No quiero recordar lo obvio: en el BV80 se participaba interactivamente en actos culturales, en representaciones teatrales de marcado carácter vanguardista, en conferencias liberadoras que provocaban acalorados debates, en excelentes exposiciones pictóricas que suscitaban reflexiones y teorías. Se escuchaba también a músicos que después han triunfado, y otros que triunfaron menos pero que supieron también poner corcheas a esa energía colectiva liberadora.

En algún lugar he escrito que a un bar nunca se va para beber.

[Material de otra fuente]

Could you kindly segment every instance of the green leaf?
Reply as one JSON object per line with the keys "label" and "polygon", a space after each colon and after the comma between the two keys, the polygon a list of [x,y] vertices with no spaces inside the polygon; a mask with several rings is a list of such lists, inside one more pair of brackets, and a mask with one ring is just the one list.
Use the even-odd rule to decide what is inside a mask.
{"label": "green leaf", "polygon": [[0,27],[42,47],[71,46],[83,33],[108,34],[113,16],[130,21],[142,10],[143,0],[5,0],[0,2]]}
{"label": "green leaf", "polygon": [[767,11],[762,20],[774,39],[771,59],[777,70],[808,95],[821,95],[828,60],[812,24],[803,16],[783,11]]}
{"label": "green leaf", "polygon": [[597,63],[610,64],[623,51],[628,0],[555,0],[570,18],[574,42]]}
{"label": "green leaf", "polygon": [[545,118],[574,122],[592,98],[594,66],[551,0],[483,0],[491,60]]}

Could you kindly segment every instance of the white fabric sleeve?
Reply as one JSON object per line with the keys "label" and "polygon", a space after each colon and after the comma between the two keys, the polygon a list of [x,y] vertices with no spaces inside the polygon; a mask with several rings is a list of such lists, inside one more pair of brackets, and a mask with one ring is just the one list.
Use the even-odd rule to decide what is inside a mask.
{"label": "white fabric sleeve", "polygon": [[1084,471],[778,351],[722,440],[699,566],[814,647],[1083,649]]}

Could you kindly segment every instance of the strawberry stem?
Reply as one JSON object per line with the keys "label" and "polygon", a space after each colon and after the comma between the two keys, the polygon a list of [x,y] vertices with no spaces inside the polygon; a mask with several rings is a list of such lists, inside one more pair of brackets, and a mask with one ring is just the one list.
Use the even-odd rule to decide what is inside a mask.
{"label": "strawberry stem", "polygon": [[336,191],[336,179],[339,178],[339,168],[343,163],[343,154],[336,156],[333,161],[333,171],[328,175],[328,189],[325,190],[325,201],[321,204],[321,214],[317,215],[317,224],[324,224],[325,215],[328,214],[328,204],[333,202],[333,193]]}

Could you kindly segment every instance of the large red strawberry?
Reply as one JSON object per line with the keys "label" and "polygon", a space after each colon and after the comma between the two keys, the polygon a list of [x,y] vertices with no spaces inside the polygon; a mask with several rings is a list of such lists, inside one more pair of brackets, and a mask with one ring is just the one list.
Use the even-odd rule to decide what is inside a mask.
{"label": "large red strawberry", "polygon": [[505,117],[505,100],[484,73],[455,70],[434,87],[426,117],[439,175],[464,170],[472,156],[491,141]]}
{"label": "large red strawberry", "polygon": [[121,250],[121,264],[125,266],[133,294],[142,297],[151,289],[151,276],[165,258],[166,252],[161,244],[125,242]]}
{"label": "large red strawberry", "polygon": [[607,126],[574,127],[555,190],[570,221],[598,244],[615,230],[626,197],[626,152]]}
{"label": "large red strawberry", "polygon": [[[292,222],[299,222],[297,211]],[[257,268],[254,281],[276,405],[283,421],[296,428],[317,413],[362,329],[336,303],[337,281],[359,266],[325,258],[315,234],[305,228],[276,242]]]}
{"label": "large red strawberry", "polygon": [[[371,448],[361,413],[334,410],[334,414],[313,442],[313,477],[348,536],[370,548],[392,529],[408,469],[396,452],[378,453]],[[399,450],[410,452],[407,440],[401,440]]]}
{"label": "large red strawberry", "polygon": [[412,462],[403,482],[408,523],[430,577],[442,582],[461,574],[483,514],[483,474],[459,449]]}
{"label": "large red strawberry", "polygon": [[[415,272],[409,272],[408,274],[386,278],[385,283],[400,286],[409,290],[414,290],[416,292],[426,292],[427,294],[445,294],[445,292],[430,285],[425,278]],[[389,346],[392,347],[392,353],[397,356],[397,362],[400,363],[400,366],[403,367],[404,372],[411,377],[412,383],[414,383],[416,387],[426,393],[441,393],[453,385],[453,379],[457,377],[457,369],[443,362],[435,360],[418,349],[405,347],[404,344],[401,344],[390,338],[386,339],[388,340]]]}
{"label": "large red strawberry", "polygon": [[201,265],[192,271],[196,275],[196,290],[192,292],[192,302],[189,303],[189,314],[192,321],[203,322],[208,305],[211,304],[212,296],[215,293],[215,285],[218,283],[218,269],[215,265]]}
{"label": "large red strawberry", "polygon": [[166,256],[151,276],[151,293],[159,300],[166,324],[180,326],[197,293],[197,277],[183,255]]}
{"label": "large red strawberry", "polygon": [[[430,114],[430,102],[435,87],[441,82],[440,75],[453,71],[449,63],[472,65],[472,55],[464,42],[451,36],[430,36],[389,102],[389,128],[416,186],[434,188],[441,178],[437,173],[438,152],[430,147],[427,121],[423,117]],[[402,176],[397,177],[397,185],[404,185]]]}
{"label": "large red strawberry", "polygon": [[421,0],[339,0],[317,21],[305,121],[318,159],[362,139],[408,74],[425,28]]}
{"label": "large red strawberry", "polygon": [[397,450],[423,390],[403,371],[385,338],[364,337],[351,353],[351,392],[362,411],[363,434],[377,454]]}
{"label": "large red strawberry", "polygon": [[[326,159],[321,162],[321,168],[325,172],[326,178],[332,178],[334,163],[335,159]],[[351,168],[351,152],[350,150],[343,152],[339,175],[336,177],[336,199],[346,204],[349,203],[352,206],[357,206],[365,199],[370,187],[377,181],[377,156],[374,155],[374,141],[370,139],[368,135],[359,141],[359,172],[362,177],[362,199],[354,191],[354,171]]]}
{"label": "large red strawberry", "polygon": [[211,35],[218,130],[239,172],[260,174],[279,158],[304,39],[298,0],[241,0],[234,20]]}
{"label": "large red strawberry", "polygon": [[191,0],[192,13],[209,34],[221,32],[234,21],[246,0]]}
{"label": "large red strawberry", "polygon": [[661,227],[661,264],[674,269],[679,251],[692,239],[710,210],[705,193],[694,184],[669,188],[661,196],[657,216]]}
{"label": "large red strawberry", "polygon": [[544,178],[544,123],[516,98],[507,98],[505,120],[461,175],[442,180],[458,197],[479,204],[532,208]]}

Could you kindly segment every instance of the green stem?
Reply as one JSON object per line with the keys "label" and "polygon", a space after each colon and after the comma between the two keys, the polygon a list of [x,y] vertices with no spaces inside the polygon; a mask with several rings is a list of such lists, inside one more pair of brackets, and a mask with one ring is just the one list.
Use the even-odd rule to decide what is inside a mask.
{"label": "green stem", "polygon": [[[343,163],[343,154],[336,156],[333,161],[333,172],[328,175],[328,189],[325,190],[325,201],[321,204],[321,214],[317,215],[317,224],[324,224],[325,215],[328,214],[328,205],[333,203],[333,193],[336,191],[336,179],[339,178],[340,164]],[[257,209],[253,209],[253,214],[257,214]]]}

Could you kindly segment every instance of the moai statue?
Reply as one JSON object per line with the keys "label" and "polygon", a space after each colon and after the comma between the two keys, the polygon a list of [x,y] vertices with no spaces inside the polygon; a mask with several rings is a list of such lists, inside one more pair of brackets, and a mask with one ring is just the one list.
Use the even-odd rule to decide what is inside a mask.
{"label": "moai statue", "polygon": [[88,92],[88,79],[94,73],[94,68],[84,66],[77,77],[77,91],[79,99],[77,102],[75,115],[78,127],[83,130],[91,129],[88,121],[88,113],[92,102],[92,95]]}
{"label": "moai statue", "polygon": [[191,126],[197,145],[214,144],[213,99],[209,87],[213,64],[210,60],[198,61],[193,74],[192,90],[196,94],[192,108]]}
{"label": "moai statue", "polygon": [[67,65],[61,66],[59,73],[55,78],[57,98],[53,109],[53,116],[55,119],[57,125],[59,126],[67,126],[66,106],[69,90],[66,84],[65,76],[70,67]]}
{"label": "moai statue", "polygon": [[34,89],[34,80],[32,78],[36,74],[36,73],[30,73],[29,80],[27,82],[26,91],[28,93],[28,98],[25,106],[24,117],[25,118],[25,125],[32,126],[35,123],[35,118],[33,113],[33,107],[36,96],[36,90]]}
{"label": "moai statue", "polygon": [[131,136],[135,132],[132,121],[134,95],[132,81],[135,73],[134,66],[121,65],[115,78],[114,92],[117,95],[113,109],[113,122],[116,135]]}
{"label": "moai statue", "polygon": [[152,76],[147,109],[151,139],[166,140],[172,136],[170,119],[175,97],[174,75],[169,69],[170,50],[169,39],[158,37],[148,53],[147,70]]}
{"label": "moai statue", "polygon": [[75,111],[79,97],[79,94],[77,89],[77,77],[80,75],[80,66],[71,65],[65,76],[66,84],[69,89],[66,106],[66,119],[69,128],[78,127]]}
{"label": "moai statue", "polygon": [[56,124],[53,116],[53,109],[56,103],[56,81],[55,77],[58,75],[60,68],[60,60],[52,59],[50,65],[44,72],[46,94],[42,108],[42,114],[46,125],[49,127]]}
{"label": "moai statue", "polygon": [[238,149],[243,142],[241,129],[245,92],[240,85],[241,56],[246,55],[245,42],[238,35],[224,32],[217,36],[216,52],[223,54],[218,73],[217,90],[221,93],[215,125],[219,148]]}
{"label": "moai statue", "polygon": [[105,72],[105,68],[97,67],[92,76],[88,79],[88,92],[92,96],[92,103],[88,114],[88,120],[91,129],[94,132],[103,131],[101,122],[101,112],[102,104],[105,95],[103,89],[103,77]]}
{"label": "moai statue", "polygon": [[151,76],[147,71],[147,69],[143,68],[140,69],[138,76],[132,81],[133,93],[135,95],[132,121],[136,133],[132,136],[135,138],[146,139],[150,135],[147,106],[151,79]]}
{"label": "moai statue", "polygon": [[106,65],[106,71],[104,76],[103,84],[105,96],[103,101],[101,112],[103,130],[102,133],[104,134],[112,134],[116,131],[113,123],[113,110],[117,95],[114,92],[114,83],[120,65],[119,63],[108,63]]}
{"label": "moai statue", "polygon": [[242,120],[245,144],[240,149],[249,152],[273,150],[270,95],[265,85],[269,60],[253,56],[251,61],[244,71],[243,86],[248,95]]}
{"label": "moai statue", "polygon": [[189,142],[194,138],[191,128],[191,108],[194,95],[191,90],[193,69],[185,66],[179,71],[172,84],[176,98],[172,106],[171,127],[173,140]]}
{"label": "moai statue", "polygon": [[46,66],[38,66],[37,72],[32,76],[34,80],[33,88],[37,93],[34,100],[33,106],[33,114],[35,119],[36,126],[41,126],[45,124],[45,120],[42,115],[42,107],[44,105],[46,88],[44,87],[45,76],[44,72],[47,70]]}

Se va para ver al dueño. Sé que otra vez exagero: lo mío, por lo que se ve es un vicio ya arraigado. Pero quiero decir y digo que la coca cola con ronbacardí es igual en todos los bares, pero la manera de servirla no. Y la manera de pedirla, tampoco. Y el ambiente en que se bebe… Y la disposición de las mesas que permite ver los bosques, o no verlos… Y la disposición de las almas… Y… En fin…

Quiero decir y digo que Manolo, Ángel y el pintor Blasco Valtueña, las tres personas que en aquellos tiempos regentaban esos lugares, ahora de culto, ahora objeto de reflexiones y de libros, en aquel momento se la estaban literalmente jugando, y ganaron. Le ganaron a la historia un pedacito de libertad. Nos pusieron la cama para realizar nuestros afanes amorosos, políticos e intelectuales, para seguir lo que enfáticamente llamábamos “línea correcta”, en cuanto a lo lúdico se refiere. Sin ellos todo hubiera sido peor y, desde luego, diferente. Fueron pioneros, exploradores, aventureros. Decirlo es fácil. Hacerlo no. Y ellos, como creían en lo que hacían, lo hicieron.

Zaragoza, 9 de Abril de 2005.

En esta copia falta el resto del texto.